Sat.

補足

 ちょうどいい、きはむさんの言葉があったのでちょっと補足しておく。

『積極的自由ではなく消極的自由を、権力の奪取よりも脱権力、逸脱の自由をこそ求める。それはわかる。でも今更それじゃダメだ。悪いけど、現状認識が甘い。逸脱とか祝祭とかシステムに風穴とか何かそんなんのダメさを、改めて近いうちにまとめときたいなと思うけれど、とりあえず今日は、たぶんその「逸脱の自由」とやらは許されますよ、とだけ言っておく。これからのシステムはそういう逸脱をどんどん許容していく方向に行くだろう。逸脱したい?、ああ、どうぞご自由に。ま、そのかわり逸脱した先に何にも無いですし、逸脱者まとめて圧し潰されるだけですけどねーっ、てなもん。そういう現状認識があるから、逸脱的なものを防いでいこう、社会に包摂させよう、コミットさせよう、という方向の戦略を立てる人がいるのだから。こう批判している私も辛いのです。わかってくれ。』

 逸脱するものに対する、きはむさんの冷ややかさはちょっと気になるところだが、それ以前に僕がこれを読んでおかしいな、と思うところは、「逸脱の自由」を認めると言いながら、現実的には逸脱的なものを防いでいこう、っていう発想だ。これが内田さんとか、再帰派の考えるところだってことなんだろうが、これはあってはならないと僕は思うのだ。もっともらしく聞こえるけど、これじゃあ未来の解放のために現在の抑圧を正当化することでしかないと思う。将来に認められるのであれば、いまこの瞬間にすでに認められていないとウソだと思う。で、何度も書くわけだけど、脱権力とか逸脱ってのは社会の外部へ出ることではないし、しっかりと社会に包摂され、コミットしているんであって………ただ政治へのアプローチの仕方が違うだけなのだ。そのへんのところが、きはむさんとか再帰派の方々はわかってないんじゃないだろうか。近代を選び直すって言うのがどういう意味合いで言われているのかわからないけど、どうもきはむさんの文を読むかぎりでは、近代政治の枠組み(議会制民主主義など)をはずれる政治のアプローチ(ミクロな政治)を無視、または黙殺する(それによって逸脱者から社会をを浄化する)ことを意味してるんじゃないかと思いたくもなってくる。

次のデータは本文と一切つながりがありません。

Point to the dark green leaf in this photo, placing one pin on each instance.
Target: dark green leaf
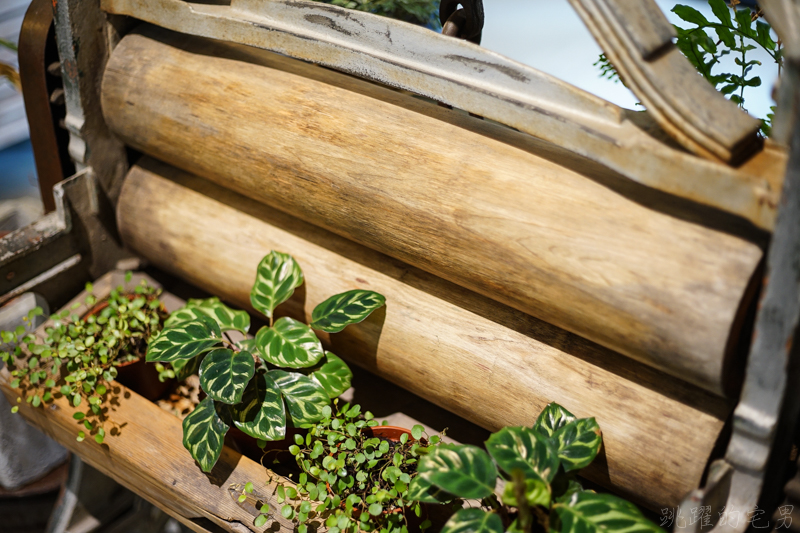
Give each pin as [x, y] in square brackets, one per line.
[744, 22]
[334, 376]
[228, 319]
[277, 277]
[589, 512]
[305, 397]
[186, 367]
[721, 11]
[473, 521]
[551, 419]
[690, 14]
[289, 343]
[203, 434]
[261, 413]
[421, 490]
[224, 374]
[520, 448]
[536, 492]
[466, 471]
[341, 310]
[183, 340]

だから、きはむさんは「これからのシステムはそういう逸脱をどんどん許容していく方向に行くだろう」っていうんだけど、僕は全く反対の見込みをこの戦略から導きだしてしまう。つまり未来における逸脱の自由の名の下に、現実的な逸脱行為の抑圧、弾圧がおこなわれる、という見込みだ。きっと資本主義システムにとって実に都合のいい戦略として重宝されるんじゃないだろうか。だいたい冗談にも「批判している私もつらいのです。わかってくれ。」なんて言わなきゃならない時点で、早々にこの戦略を見限っちまったほうがいいと思うんだけど、どうだろう。